A hotspot is a red, moist area on your dog's skin that often spreads quickly and causes a lot of discomfort. It is usually very itchy and sometimes painful for your dog.
Read here how your dog can develop a hotspot and, more importantly, what you can do to prevent its spread as much as possible. At Pharmacy4pets, you can find soothing ointments and other products to take care of your dog's sensitive skin and coat as best as possible.

What exactly is a hotspot?

A hotspot starts with a small skin injury, often caused by your dog scratching. The bacteria normally present on your dog's skin multiply rapidly in the more humid environment of the damaged skin. If the initial hotspot is not adequately treated, a deep bacterial infection can quickly develop, spreading rapidly. Hotspots often occur on the lower part of the back and around the ears, but they can appear anywhere on the body. Dogs with allergies and dogs with very dense coats are at a greater risk of developing a hotspot, but any dog can get it.

What causes a dog to get a hotspot?

Most commonly, a hotspot develops when the dog has intense itching in a particular area and scratches a lot. In principle, any cause of itching can also lead to hotspots. Some examples include:

  • Parasites such as fleas
  • Ear infection
  • Overfilled anal glands or anal gland infection
  • Allergies

Treatment of a hotspot in dogs

Preventing the further spread of a hotspot is very important in its treatment. Additionally, you must ensure that the area with the hotspot can dry. Fortunately, there are many things you can do yourself when your dog has a hotspot:

  • Shave or trim the area very short: By gently removing the hair from the area, you can keep it much drier and cleaner.
  • Clean the area: Carefully remove the clipped/shaved hair from the area, as well as any pus and scabs. You can use a diluted betadine solution or a dog shampoo suitable for sensitive and irritated skin like Vetramil Derma shampoo with honey and Aloe Vera.
  • Use a soothing ointment or spray: Honey ointment provides soothing relief and supports the skin's healing ability. A cooling spray like Dermacool hot spot spray for dogs can help your dog to scratch less.
  • Prevent your dog from touching the area: Scratching and biting cause further damage to the skin and spread bacteria. It is important to prevent this as much as possible. Depending on the location of the hotspot, a collar or a onesie is the right choice. Medical Pet Shirts cover the entire body or a specific body part (head, paws) of your dog.
  • Treat the underlying cause: A hotspot usually has an underlying cause, and if it is not addressed, the urge to scratch and/or bite will persist. Therefore, it is also very important to address the underlying cause, such as an ear infection, overfilled anal glands, or parasites.
  • Medication: If the itching is severe or your pet is in a lot of pain, medication for itch relief or pain may be necessary.

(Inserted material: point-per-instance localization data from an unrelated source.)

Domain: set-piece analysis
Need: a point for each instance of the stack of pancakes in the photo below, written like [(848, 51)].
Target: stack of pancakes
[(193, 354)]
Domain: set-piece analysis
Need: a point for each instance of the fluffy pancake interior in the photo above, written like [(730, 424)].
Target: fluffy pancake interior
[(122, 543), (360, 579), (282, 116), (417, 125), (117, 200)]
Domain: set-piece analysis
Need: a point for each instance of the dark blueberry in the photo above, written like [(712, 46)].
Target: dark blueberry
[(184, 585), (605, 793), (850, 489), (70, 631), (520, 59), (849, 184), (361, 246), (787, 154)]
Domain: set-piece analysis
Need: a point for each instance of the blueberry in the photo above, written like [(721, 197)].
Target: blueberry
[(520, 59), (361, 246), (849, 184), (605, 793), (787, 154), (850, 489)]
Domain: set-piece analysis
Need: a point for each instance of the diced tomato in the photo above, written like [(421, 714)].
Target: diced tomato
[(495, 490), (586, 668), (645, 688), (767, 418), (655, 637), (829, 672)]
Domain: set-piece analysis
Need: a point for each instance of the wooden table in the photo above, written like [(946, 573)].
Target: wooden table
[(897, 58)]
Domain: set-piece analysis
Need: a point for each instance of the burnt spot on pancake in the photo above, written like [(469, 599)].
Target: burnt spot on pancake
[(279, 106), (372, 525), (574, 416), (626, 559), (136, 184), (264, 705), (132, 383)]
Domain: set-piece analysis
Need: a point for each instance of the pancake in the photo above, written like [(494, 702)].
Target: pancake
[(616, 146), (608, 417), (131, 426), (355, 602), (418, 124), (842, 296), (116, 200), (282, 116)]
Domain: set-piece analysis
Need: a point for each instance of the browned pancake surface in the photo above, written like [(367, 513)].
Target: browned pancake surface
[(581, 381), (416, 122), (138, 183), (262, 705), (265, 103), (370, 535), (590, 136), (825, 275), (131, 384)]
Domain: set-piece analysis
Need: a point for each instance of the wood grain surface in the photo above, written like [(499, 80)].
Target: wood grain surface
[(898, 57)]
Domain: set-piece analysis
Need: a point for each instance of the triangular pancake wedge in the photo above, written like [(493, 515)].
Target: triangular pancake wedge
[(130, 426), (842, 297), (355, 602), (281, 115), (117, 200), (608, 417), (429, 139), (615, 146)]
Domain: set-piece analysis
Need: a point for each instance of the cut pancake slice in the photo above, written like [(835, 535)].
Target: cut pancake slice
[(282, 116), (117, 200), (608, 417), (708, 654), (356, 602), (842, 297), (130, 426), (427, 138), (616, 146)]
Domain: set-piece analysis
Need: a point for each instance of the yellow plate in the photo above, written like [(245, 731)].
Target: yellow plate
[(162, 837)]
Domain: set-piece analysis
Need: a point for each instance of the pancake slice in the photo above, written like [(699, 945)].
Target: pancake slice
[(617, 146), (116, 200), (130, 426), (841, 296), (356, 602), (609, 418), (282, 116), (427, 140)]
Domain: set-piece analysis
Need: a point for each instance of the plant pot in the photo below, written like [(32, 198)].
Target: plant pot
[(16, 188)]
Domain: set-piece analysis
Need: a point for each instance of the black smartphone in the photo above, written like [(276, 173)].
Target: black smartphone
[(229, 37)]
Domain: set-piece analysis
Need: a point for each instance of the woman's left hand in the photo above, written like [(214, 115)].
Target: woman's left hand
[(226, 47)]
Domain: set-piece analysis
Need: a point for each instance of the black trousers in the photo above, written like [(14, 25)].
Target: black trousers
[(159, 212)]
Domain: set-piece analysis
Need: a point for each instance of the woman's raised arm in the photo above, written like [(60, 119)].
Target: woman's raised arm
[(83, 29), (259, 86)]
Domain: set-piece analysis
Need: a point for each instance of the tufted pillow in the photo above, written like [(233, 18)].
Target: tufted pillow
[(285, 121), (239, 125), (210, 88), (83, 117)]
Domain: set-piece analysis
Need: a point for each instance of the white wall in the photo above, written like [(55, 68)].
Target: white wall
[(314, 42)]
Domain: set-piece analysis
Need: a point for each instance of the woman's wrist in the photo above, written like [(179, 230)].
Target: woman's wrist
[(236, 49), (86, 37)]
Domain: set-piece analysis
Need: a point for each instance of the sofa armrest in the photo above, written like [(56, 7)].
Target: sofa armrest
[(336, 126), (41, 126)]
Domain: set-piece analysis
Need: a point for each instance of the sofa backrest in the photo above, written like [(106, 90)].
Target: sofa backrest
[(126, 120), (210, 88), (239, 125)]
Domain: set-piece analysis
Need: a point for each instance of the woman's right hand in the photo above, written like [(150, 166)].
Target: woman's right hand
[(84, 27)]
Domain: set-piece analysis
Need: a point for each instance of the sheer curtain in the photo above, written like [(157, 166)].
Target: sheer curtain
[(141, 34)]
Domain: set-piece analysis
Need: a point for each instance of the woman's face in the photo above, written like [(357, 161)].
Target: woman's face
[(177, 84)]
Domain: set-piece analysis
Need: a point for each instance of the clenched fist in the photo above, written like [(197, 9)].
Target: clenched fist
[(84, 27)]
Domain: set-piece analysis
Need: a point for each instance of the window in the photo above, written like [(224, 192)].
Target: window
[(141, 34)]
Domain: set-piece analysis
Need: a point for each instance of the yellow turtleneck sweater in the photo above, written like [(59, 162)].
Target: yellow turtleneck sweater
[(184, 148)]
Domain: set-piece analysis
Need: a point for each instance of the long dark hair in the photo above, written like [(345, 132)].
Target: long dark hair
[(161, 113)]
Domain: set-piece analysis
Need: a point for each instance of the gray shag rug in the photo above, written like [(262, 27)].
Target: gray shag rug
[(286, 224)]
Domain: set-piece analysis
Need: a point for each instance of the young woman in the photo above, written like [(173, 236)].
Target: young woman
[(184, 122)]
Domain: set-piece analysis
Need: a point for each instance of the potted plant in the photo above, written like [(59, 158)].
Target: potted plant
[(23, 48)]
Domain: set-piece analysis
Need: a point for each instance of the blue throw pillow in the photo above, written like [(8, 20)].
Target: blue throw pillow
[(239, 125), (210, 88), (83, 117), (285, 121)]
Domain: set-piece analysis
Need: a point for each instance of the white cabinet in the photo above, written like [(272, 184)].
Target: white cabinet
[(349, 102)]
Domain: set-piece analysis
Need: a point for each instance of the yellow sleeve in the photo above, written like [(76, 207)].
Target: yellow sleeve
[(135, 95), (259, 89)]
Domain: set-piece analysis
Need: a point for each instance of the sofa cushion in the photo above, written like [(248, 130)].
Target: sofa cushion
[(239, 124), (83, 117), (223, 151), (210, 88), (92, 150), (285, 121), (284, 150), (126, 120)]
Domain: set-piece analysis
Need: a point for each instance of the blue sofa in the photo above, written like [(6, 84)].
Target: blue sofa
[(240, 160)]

Antibiotic ointments or sprays and/or itch-reducing corticosteroids may be indicated. If medication is necessary, it is best to consult your veterinarian.

When is it necessary to see a veterinarian for a hotspot?

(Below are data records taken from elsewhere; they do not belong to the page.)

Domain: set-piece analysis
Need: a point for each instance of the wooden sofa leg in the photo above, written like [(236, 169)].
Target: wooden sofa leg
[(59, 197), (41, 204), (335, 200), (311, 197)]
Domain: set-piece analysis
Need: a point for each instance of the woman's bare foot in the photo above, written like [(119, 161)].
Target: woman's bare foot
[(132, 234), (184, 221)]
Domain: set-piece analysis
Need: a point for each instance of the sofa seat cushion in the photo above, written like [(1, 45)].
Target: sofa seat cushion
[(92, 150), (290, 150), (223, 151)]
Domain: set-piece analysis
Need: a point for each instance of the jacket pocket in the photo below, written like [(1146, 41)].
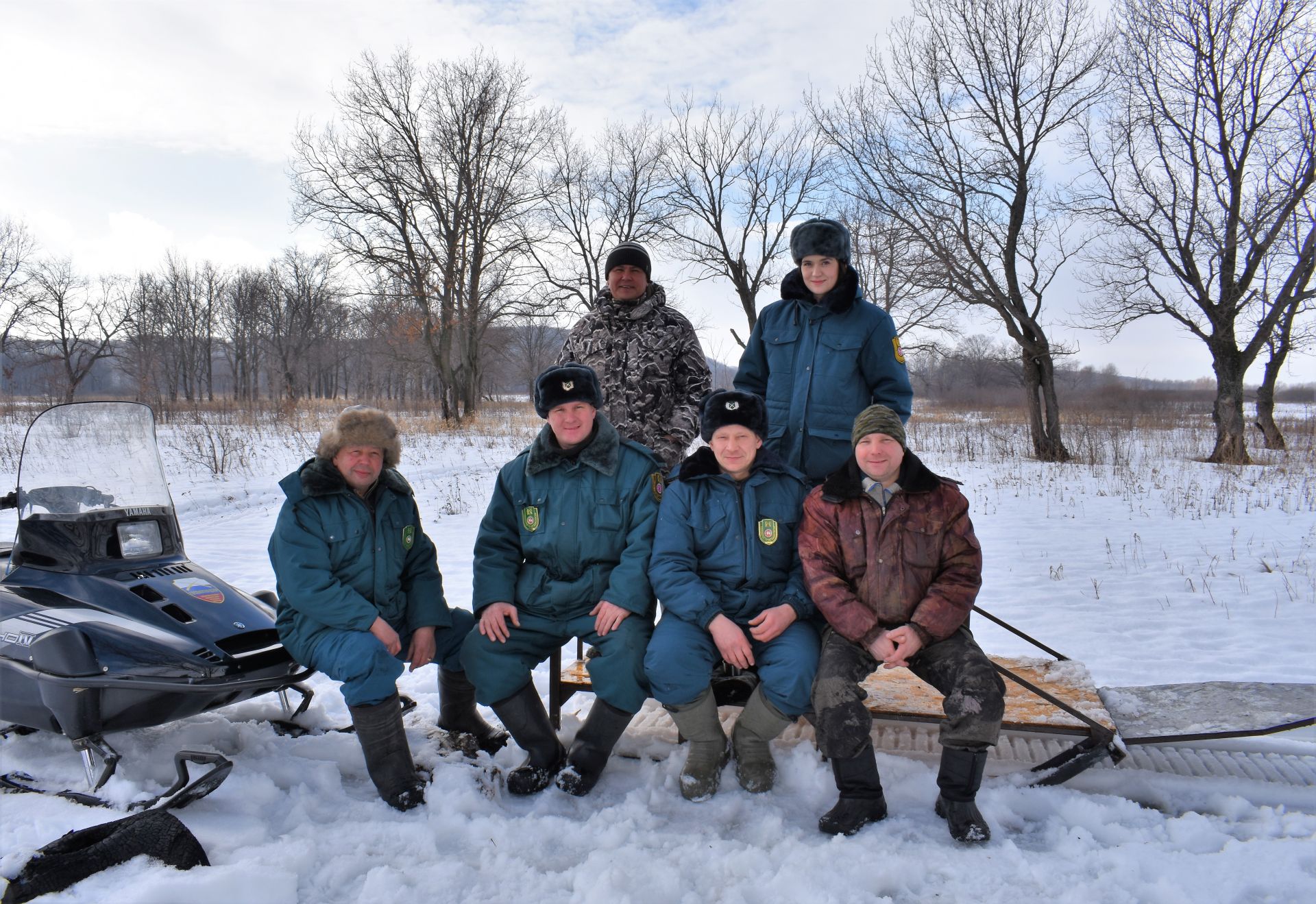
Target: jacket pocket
[(606, 513), (779, 347), (923, 543)]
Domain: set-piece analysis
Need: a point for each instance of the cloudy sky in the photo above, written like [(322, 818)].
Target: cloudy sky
[(130, 128)]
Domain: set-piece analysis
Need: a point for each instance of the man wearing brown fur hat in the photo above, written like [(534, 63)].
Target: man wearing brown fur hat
[(360, 594)]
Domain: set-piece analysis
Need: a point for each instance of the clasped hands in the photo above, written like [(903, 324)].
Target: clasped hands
[(607, 618), (897, 648), (729, 637)]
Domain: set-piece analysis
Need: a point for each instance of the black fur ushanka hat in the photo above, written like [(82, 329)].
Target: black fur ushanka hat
[(727, 407), (822, 237)]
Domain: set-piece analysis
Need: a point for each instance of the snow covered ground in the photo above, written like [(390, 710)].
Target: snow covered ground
[(1148, 566)]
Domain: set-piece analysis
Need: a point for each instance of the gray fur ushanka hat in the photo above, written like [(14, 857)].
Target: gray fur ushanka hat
[(563, 383), (361, 426), (822, 237)]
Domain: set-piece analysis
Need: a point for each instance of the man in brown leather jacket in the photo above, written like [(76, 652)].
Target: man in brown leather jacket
[(892, 563)]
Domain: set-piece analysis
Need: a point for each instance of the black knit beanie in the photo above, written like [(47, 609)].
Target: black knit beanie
[(632, 253)]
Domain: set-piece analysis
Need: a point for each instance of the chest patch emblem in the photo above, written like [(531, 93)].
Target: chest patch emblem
[(531, 517)]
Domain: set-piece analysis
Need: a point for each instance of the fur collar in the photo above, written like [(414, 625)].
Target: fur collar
[(846, 482), (320, 478), (839, 300), (703, 463), (602, 454)]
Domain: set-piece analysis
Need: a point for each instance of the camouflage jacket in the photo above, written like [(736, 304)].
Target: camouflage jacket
[(650, 369)]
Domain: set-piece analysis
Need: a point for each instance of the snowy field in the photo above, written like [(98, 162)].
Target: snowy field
[(1144, 563)]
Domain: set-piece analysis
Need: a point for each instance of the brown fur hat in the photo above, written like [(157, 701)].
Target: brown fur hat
[(361, 426)]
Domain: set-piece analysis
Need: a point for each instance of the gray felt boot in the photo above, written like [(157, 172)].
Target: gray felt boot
[(757, 725), (708, 746)]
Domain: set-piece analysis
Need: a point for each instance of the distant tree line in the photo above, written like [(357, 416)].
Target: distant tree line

Hotspots can spread rapidly, and the measures mentioned earlier may be insufficient to stop them. If shaving or trimming the hair is too painful, it is better to have the veterinarian do it. Sometimes sedation is required for this.
If your dog has intense itching, medication for itch relief can help break the cycle of "itch - skin damage - bacterial growth - more itch - more scratching - more skin damage." If the hotspot is very painful, pain medication is necessary.
Additionally, the underlying cause must be identified and treated.
If the hotspot is severe or your dog frequently develops hotspots, it is advisable to see a veterinarian.

Is a hotspot contagious to other animals or humans?

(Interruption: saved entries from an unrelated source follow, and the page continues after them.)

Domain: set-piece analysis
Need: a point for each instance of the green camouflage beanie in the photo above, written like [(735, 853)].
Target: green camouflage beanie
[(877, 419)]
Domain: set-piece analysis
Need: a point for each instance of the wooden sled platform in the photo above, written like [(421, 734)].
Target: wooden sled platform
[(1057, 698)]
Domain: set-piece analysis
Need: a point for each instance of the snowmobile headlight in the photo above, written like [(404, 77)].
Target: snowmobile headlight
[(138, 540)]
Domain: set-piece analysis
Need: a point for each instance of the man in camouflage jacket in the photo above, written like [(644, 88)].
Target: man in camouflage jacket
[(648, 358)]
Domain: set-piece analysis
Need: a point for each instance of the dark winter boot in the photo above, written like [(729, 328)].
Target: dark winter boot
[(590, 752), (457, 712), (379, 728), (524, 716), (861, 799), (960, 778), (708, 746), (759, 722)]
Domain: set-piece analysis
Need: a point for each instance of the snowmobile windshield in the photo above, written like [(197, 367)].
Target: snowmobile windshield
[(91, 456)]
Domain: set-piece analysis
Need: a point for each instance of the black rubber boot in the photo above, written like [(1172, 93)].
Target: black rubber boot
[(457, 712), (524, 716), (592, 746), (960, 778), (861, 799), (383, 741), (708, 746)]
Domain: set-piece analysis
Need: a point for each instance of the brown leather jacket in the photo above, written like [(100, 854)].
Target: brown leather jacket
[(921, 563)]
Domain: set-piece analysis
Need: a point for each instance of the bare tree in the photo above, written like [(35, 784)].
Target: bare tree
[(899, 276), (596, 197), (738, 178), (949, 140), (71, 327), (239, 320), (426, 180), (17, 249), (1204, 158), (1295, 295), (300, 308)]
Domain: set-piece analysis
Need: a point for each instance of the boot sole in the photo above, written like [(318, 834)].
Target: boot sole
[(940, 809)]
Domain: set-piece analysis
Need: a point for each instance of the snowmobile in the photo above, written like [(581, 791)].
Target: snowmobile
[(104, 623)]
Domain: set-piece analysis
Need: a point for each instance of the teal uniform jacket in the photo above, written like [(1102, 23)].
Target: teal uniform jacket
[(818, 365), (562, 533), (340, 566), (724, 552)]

The bacteria that play a major role in a hotspot are actually bacteria that are normally present on your dog's skin. Therefore, a hotspot is not contagious to other animals or humans. However, if the hotspot is caused by a contagious condition such as ear mites, you should be cautious when in contact with other dogs.

Can a hotspot be prevented?

Often, it is simply bad luck, and there is nothing you could have done to prevent a hotspot. However, there are certainly things you can do to reduce the chances of hotspots or nip early hotspots in the bud. Some actions you can take include:

  • Effective control of ectoparasites: By preventing your dog from getting fleas or ticks, you also prevent him from getting itchy.
  • Proper coat care: Prevent tangles and an excessively dense undercoat by providing your dog with the appropriate coat care for its fur type.
  • Be alert to symptoms of itching: Does your dog shake his head, scoot his rear end on the ground, or scratch and bite a lot? Don't wait too long, but have your veterinarian examine your dog. Additionally, regularly check your dog's coat and ears yourself. If your dog develops ear wax quickly, an ear cleaner can help keep them clean.
  • Take immediate action at the onset of a hotspot.